Delinte Nicolas, Dricot Laurence, Macq Benoit, Gosse Claire, Van Reybroeck Marie, Rensonnet Gaetan
Institute of Information and Communication Technologies, Electronics and Applied Mathematics, Université Catholique de Louvain, Louvain-la-Neuve, Belgium.
Institute of NeuroScience, Université Catholique de Louvain, Brussels, Belgium.
Front Neurosci. 2023 Jun 7;17:1199568. doi: 10.3389/fnins.2023.1199568. eCollection 2023.
Recent advances in MRI technology have enabled richer multi-shell sequences to be implemented in diffusion MRI, allowing the investigation of both the microscopic and macroscopic organization of the brain white matter and its complex network of neural fibers. The emergence of advanced diffusion models has enabled a more detailed analysis of brain microstructure by estimating the signal received from a voxel as the combination of responses from multiple fiber populations. However, disentangling the individual microstructural properties of different macroscopic white matter tracts where those pathways intersect remains a challenge. Several approaches have been developed to assign microstructural properties to macroscopic streamlines, but often present shortcomings. ROI-based heuristics rely on averages that are not tract-specific. Global methods solve a computationally-intensive global optimization but prevent the use of microstructural properties not included in the model and often require restrictive hypotheses. Other methods use atlases that might not be adequate in population studies where the shape of white matter tracts varies significantly between patients. We introduce UNRAVEL, a framework combining the microscopic and macroscopic scales to unravel multi-fixel microstructure by utilizing tractography. The framework includes commonly-used heuristics as well as a new algorithm, estimating the microstructure of a specific white matter tract with . Our framework grants considerable freedom as the inputs required, a set of streamlines defining a tract and a multi-fixel diffusion model estimated in each voxel, can be defined by the user. We validate our approach on synthetic data and data, including a repeated scan of a subject and a population study of children with dyslexia. In each case, we compare the estimation of microstructural properties obtained with to other commonly-used approaches. Our framework provides estimations of the microstructure at the streamline level, volumetric maps for visualization and mean microstructural values for the whole tract. The algorithm shows increased accuracy, robustness to uncertainties in its inputs and maintains similar or better reproducibility compared to commonly-used analysis approaches. UNRAVEL will provide researchers with a flexible and open-source tool enabling them to study the microstructure of specific white matter pathways with their diffusion model of choice.

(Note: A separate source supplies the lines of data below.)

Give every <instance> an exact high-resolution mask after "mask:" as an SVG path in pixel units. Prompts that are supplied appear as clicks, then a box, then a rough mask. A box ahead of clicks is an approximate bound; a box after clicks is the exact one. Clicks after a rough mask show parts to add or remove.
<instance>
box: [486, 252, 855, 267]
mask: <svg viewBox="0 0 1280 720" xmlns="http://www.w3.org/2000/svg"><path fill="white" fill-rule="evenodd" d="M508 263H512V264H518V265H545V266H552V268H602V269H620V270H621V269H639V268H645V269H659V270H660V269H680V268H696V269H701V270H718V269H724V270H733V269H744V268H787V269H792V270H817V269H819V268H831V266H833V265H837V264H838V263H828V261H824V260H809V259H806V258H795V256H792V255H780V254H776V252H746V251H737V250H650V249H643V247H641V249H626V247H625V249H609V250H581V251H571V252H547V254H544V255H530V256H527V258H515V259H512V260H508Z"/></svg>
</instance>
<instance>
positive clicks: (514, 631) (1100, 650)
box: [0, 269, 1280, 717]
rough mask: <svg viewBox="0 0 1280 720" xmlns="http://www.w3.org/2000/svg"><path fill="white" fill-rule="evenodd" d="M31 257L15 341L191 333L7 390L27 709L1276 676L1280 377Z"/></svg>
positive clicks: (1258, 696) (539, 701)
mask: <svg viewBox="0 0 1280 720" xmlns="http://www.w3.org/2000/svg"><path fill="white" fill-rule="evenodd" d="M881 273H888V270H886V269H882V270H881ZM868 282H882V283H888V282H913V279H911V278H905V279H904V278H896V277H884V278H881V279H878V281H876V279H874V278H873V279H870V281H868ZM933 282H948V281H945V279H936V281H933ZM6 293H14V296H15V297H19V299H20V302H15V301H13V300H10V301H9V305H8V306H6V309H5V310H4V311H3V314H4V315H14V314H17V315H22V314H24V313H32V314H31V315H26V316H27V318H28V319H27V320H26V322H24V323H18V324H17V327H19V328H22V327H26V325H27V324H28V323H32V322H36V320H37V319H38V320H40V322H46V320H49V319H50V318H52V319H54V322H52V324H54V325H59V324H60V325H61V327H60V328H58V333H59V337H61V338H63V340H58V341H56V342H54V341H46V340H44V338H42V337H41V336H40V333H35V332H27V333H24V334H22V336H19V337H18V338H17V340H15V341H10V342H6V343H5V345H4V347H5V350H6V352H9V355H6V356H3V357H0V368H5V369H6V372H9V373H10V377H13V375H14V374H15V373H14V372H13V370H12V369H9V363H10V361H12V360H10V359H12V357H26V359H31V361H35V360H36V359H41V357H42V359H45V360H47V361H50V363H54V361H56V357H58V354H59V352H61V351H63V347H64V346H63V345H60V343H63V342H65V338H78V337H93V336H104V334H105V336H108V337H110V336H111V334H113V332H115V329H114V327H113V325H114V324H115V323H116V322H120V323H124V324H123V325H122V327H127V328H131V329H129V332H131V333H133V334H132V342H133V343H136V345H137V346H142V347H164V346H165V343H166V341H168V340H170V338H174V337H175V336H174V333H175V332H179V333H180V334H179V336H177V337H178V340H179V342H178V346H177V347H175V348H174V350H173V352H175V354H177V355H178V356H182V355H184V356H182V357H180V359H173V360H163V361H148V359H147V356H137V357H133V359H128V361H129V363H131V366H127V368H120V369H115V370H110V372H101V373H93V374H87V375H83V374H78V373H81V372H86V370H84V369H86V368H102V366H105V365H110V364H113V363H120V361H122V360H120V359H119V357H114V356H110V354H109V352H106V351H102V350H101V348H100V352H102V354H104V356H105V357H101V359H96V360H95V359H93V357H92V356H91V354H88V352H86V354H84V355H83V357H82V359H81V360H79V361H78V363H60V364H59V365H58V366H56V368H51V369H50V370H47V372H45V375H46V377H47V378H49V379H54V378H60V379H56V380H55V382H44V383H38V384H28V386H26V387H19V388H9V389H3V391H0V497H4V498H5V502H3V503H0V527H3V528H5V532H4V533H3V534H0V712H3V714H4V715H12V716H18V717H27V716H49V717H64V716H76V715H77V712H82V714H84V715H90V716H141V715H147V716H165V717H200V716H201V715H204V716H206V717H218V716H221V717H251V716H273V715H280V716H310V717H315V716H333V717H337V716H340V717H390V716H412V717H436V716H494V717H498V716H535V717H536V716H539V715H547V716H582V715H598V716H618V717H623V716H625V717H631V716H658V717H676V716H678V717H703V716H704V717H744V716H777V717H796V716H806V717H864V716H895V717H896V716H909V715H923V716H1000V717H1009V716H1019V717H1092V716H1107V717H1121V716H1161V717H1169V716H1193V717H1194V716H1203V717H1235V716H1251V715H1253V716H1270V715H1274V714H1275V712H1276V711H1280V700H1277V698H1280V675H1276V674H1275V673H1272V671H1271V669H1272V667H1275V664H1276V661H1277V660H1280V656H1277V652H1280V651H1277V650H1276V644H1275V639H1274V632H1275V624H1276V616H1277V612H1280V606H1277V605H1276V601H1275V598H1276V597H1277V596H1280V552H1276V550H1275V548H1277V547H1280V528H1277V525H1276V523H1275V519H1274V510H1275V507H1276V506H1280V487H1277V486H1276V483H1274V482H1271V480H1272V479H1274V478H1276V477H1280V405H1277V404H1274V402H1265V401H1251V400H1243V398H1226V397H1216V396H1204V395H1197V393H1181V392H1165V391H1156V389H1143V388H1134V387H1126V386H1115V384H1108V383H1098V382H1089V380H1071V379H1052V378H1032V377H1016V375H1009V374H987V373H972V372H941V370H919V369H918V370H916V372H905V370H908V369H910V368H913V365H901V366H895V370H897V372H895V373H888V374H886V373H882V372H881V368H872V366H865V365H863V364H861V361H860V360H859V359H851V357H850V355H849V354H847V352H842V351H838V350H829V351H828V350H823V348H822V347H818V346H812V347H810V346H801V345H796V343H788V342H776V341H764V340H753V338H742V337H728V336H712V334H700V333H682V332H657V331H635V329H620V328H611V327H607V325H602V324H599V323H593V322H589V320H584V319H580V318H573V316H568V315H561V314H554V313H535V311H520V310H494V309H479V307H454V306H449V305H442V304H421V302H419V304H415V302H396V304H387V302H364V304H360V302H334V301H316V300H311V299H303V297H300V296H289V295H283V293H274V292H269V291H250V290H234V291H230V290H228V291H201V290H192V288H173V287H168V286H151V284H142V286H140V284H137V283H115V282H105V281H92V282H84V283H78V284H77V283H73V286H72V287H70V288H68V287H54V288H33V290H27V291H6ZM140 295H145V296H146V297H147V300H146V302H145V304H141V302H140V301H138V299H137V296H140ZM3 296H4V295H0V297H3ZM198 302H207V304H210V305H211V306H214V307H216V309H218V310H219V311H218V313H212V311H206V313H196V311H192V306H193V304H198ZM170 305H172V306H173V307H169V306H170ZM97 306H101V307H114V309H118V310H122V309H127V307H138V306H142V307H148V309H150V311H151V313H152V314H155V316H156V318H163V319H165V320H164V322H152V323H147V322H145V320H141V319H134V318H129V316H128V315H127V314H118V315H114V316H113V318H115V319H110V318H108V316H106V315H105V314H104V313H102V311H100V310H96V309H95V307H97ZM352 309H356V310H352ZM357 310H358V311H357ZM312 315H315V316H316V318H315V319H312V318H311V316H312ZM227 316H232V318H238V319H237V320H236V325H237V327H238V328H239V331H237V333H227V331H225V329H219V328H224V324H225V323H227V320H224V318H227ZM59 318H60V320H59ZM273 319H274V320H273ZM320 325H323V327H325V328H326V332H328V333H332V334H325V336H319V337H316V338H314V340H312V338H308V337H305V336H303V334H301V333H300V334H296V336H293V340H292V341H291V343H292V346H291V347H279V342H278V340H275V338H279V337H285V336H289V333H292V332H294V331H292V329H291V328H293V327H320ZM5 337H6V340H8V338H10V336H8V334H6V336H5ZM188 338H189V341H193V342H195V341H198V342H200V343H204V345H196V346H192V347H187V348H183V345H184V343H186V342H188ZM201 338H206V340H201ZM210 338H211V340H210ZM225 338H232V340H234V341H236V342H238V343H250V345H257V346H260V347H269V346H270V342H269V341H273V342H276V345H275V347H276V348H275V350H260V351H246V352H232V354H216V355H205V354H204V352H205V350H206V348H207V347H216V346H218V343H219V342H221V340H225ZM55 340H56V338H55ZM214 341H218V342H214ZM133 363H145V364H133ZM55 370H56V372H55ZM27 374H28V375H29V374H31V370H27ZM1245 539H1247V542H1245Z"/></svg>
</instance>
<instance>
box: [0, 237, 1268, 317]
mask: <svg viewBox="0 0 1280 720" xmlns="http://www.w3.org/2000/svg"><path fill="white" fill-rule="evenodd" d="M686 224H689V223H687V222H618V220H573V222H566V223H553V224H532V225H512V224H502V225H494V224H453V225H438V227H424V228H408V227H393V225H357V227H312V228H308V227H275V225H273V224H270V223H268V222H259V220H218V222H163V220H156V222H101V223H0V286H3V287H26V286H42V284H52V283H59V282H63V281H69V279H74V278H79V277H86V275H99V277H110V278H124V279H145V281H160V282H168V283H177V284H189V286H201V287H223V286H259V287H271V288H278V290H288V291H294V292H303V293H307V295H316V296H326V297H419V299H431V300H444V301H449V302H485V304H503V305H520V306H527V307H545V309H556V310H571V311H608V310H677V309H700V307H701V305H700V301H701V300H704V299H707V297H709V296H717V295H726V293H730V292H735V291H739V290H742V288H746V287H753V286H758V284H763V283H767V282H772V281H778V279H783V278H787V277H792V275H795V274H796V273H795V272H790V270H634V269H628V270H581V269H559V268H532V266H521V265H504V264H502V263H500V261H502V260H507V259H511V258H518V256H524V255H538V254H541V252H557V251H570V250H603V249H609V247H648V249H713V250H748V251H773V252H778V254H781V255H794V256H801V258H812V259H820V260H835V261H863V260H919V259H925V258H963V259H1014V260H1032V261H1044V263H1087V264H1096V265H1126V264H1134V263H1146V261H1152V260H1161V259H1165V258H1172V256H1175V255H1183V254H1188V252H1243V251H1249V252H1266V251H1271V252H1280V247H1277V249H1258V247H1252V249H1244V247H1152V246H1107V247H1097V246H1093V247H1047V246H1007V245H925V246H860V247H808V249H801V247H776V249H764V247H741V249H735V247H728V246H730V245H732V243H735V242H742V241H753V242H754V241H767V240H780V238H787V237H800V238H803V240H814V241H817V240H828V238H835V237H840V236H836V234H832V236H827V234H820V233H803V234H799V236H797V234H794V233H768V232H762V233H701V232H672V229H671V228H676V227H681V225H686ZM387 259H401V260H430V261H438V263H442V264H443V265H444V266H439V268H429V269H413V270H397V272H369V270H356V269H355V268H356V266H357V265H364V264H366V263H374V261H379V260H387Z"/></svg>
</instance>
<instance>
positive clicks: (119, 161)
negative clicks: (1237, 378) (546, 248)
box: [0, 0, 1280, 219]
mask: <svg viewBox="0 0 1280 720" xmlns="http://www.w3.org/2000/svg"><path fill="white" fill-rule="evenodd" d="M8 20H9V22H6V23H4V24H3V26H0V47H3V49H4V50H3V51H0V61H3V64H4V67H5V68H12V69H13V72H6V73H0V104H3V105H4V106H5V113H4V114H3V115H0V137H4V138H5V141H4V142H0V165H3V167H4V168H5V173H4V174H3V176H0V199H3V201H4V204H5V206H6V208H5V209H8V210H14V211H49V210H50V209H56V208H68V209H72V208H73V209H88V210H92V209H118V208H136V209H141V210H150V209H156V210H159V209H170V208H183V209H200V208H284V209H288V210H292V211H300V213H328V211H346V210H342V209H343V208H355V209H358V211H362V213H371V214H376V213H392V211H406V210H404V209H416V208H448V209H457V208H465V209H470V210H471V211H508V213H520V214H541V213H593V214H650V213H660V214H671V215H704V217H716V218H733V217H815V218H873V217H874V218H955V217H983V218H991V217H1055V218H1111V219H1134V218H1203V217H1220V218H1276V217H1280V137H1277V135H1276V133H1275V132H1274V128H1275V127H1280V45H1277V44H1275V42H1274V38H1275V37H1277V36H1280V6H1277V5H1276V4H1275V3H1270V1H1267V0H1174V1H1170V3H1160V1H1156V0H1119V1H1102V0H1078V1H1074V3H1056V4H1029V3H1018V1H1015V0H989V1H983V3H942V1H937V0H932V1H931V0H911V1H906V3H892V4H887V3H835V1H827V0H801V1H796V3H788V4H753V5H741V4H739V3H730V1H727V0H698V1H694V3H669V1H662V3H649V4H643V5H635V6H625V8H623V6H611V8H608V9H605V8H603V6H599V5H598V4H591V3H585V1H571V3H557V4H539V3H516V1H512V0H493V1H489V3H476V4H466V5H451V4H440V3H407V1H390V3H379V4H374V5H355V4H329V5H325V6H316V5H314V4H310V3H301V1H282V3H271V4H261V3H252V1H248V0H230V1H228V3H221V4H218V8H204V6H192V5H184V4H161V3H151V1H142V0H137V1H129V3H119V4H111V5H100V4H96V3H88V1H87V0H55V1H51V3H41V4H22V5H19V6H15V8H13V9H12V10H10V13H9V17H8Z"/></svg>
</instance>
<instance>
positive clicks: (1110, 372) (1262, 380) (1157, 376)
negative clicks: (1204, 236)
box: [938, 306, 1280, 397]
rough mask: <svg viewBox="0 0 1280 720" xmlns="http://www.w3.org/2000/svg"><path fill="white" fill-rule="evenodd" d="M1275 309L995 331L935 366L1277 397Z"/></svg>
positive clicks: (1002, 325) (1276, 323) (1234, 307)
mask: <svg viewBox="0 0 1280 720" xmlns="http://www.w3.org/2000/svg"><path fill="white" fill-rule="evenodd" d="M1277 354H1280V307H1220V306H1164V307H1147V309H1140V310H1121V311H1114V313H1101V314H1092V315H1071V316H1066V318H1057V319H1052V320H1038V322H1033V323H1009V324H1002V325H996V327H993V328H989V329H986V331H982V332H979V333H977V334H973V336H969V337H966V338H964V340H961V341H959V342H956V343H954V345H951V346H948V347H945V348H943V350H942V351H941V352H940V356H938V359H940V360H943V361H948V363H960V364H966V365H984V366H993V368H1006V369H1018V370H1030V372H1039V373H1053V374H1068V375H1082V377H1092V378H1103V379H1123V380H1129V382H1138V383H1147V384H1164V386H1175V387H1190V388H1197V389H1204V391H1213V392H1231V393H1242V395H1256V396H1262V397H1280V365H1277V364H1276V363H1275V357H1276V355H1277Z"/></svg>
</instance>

磁共振成像(MRI)技术的最新进展使得在扩散MRI中能够实现更丰富的多壳层序列,从而可以研究脑白质的微观和宏观组织结构及其复杂的神经纤维网络。先进扩散模型的出现使得通过将体素接收到的信号估计为多个纤维群体的响应组合,能够对脑微观结构进行更详细的分析。然而,在不同宏观白质束交叉的地方,区分其各自的微观结构属性仍然是一个挑战。已经开发了几种方法来将微观结构属性分配给宏观流线,但这些方法往往存在缺点。基于感兴趣区域(ROI)的启发式方法依赖于并非特定于束的平均值。全局方法解决了计算密集型的全局优化问题,但不允许使用模型中未包含的微观结构属性,并且通常需要严格的假设。其他方法使用图谱,而在人群研究中,这些图谱可能并不适用,因为患者之间白质束的形状差异很大。我们引入了UNRAVEL,这是一个结合微观和宏观尺度的框架,通过利用纤维束成像来揭示多体素微观结构。该框架包括常用的启发式方法以及一种新算法,用于估计特定白质束的微观结构。我们的框架提供了相当大的自由度,因为所需的输入,即一组定义束的流线和在每个体素中估计的多体素扩散模型,可以由用户定义。我们在合成数据和真实数据上验证了我们的方法,包括对一名受试者的重复扫描和对诵读困难儿童的人群研究。在每种情况下,我们将使用UNRAVEL获得的微观结构属性估计与其他常用方法进行比较。我们的框架提供了流线水平的微观结构估计、用于可视化的体积图以及整个束的平均微观结构值。与常用的分析方法相比,UNRAVEL算法显示出更高的准确性、对输入不确定性的鲁棒性,并且保持了相似或更好的可重复性。UNRAVEL将为研究人员提供一个灵活的开源工具,使他们能够使用自己选择的扩散模型来研究特定白质通路的微观结构。